Sobre o ensino à distância, João afirma que tinha estrutura em casa para migrar para o online, mas que esse novo formato impactou intensamente seu rendimento acadêmico. Em casa, devido à falta de privacidade, as interferências dos familiares e o barulho na rua, ter concentração nas atividades era algo impossível. “Eu sinto muita falta do ensino presencial, porque eu costumava ir para a UFC para estudar lá, eu costumava estudar apenas na UFC, não em casa. Está sendo muito difícil eu conseguir acompanhar, tenho demorado bastante para conseguir me concentrar, conseguir resolver as listas e fazer as provas.”

Quando perguntado sobre a perspectiva de retomada das atividades presenciais, João se diz ansioso para retornar, mas somente se forem tomados todos os cuidados para prevenir uma nova onda de contágio do coronavírus. Para o estudante, o diferencial oferecido pelas aulas presenciais são a maior capacidade de concentração e o contato direto com outros alunos e professores.

Já a estudante Ana Beatriz Lima, 21, cursa Gestão Financeira na Faculdade UniAteneu e tem que conciliar o ensino à distância com o nascimento do primeiro filho, Noah, de apenas um mês. Por estar grávida durante a maior parte da quarentena, Ana Beatriz foi afastada das atividades presenciais da empresa que trabalhava, saindo apenas para consultas de pré-natal e para ocasionais visitas a parentes.

A convivência em casa não foi alterada durante a pandemia: a estudante vive com o namorado, o cunhado e a sogra, que trabalham e passam a maioria dos dias da semana fora. Ela afirma que a parte mais difícil da quarentena foi o início, quando muitos planos, como o chá de fraldas do bebê, tiveram que ser cancelados.

Ana Beatriz conta que adoeceu e teve que ser internada logo no início da pandemia. Apesar da aflição, o teste para covid-19 deu negativo e o restante da graavidez foi saudável. “O rendimento não é o mesmo, eu não concordo de você ter que pagar o valor da faculdade todo sem nenhum desconto. O ensino ficou de péssima qualidade, o rendimento das atividades, provas etc.”.

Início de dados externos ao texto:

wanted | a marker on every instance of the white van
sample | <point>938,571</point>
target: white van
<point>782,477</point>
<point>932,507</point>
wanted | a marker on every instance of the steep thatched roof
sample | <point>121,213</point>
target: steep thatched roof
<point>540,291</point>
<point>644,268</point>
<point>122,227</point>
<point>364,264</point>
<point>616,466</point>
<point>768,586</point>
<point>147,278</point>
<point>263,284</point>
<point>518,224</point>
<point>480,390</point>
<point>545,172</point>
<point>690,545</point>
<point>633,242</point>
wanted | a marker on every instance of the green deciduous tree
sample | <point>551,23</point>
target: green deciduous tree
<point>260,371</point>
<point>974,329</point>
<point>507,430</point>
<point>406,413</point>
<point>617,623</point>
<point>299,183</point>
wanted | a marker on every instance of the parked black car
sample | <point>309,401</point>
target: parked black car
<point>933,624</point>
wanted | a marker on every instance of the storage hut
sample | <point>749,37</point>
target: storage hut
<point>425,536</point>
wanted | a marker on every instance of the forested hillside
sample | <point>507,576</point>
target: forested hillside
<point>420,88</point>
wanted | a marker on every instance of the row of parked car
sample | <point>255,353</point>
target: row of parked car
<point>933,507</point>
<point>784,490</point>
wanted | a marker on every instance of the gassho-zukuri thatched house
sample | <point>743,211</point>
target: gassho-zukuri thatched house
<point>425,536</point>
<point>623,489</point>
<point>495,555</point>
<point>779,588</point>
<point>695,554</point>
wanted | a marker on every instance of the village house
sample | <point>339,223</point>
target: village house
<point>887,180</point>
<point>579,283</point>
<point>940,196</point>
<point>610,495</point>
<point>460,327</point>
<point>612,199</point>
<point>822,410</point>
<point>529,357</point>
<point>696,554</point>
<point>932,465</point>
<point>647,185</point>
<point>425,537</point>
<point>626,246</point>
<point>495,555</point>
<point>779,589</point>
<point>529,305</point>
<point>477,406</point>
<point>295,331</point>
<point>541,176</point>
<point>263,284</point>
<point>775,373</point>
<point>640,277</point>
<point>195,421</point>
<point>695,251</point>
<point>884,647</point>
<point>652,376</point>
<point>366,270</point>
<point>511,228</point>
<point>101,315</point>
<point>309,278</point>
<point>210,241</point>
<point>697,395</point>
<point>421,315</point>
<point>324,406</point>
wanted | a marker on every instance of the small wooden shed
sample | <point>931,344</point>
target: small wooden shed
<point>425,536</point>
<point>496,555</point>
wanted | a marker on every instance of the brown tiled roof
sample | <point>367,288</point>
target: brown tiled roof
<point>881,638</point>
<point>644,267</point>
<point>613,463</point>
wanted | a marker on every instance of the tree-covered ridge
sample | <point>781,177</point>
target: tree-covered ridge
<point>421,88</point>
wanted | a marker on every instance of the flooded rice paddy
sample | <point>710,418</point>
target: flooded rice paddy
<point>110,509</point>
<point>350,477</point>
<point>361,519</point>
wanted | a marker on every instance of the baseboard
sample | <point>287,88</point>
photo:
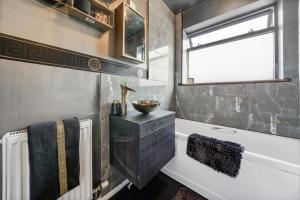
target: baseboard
<point>205,192</point>
<point>114,191</point>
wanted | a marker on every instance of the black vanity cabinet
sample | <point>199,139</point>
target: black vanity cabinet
<point>140,145</point>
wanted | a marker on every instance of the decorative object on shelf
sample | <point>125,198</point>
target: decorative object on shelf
<point>124,92</point>
<point>85,10</point>
<point>102,17</point>
<point>116,107</point>
<point>94,64</point>
<point>83,5</point>
<point>146,106</point>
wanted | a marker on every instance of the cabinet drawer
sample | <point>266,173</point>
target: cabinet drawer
<point>160,149</point>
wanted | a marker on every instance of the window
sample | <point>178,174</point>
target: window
<point>243,49</point>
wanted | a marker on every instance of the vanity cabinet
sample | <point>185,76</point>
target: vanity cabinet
<point>140,145</point>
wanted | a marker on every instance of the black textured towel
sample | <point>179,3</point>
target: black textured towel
<point>43,162</point>
<point>223,156</point>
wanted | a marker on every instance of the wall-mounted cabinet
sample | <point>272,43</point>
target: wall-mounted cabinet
<point>130,34</point>
<point>92,12</point>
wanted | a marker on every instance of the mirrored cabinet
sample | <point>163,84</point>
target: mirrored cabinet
<point>130,34</point>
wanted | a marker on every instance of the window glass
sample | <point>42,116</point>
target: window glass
<point>241,60</point>
<point>255,24</point>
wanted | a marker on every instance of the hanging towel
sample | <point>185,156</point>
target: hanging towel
<point>53,158</point>
<point>222,156</point>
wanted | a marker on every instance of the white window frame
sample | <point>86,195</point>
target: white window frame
<point>271,11</point>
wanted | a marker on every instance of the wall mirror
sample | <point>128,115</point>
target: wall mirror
<point>130,34</point>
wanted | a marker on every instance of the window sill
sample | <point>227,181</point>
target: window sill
<point>238,82</point>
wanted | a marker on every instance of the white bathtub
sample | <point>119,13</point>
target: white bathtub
<point>270,168</point>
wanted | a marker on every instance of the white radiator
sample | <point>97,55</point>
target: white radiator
<point>15,164</point>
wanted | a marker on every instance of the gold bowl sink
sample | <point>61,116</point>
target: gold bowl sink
<point>146,106</point>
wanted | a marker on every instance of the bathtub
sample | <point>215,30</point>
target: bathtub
<point>270,168</point>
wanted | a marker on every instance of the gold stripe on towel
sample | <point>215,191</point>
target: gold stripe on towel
<point>61,155</point>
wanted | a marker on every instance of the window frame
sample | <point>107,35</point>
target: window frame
<point>272,27</point>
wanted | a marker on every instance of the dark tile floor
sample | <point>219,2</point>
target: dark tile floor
<point>160,187</point>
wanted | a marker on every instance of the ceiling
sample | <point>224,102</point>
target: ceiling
<point>178,6</point>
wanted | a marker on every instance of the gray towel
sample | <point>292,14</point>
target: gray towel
<point>222,156</point>
<point>43,159</point>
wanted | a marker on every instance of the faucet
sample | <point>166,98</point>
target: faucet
<point>125,89</point>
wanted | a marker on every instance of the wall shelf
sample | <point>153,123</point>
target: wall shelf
<point>66,7</point>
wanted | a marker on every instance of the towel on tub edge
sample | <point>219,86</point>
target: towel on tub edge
<point>222,156</point>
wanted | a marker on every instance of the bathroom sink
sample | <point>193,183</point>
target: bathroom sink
<point>146,106</point>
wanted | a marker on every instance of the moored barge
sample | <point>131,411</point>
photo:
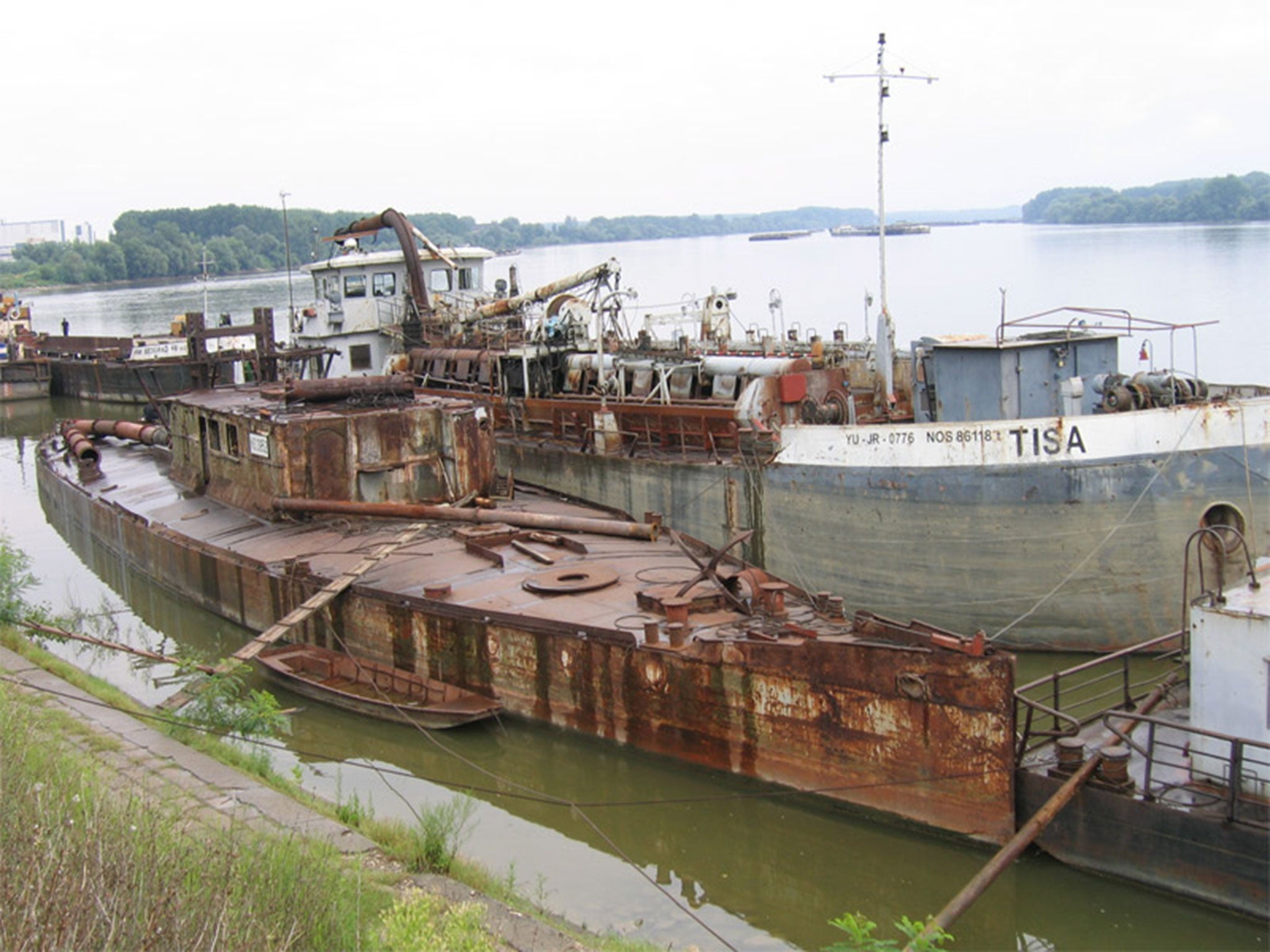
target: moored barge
<point>558,611</point>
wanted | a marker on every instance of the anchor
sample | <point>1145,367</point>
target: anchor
<point>709,571</point>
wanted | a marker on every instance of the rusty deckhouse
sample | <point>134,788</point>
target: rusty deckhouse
<point>558,611</point>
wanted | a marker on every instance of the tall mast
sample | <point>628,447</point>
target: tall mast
<point>884,79</point>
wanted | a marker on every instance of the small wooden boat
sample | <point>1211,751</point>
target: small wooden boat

Sobre a perspectiva de retornar às aulas presenciais, Ana Beatriz confessa que sente falta da rotina da universidade, mas que não conseguiria conciliar atividades presenciais e o cuidado com o filho recém-nascido. Além disso, por morar muito longe da faculdade – ela vive em Horizonte e estuda em Messejana – a única saída viável seria trancar o curso.

A situação é um pouco diferente para Rafael Carlos, 21, estudante de Design Gráfico na Unifanor. Na sua casa moram ele, o irmão e os avós maternos, que fazem parte do grupo de risco do coronavírus pela idade avançada e por terem diabetes (avô) e pressão alta (avó). “Nesse período, todos estão com os nervos à flor da pele, tudo é motivo de uma discussão, ninguém se aguenta mais. Todos se isolam em seu canto pra evitar contato com os outros e isso parece funcionar.”

Por outro lado, a ausência de contato com amigos e outros familiares abalou as emoções do estudante e, segundo ele, causou um estresse muito grande. “Isso me abalou muito porque uma hora a gente quer sair de casa e não tem essa possibilidade, ficar muito tempo trancado com as mesmas pessoas causa um estresse muito grande.”

Rafael afirma que a transição para o ensino à distância impactou negativamente seu rendimento acadêmico. Como cursa Design, o uso de ferramentas tecnológicas não é uma novidade para o estudante, mas a impossibilidade de realizar atividades presenciais prejudicou o aproveitamento em algumas disciplinas que necessitam de trabalho manual e material físico de suporte.

O sofrimento foi agravado pela intensificação da convivência com a família, que já era complicada antes da pandemia. “Esse tempo trancado me fez ficar um pouco mais agressivo, os nervos das pessoas aqui de casa ficaram à flor da pele. Por causa do EAD, eu fiquei muito desnorteado na faculdade e na minha vida pessoal. Eu só tentava achar uma maneira de sair do lugar onde eu estou, por meio da música, por meio de falar com alguém próximo a mim”, comenta a situação.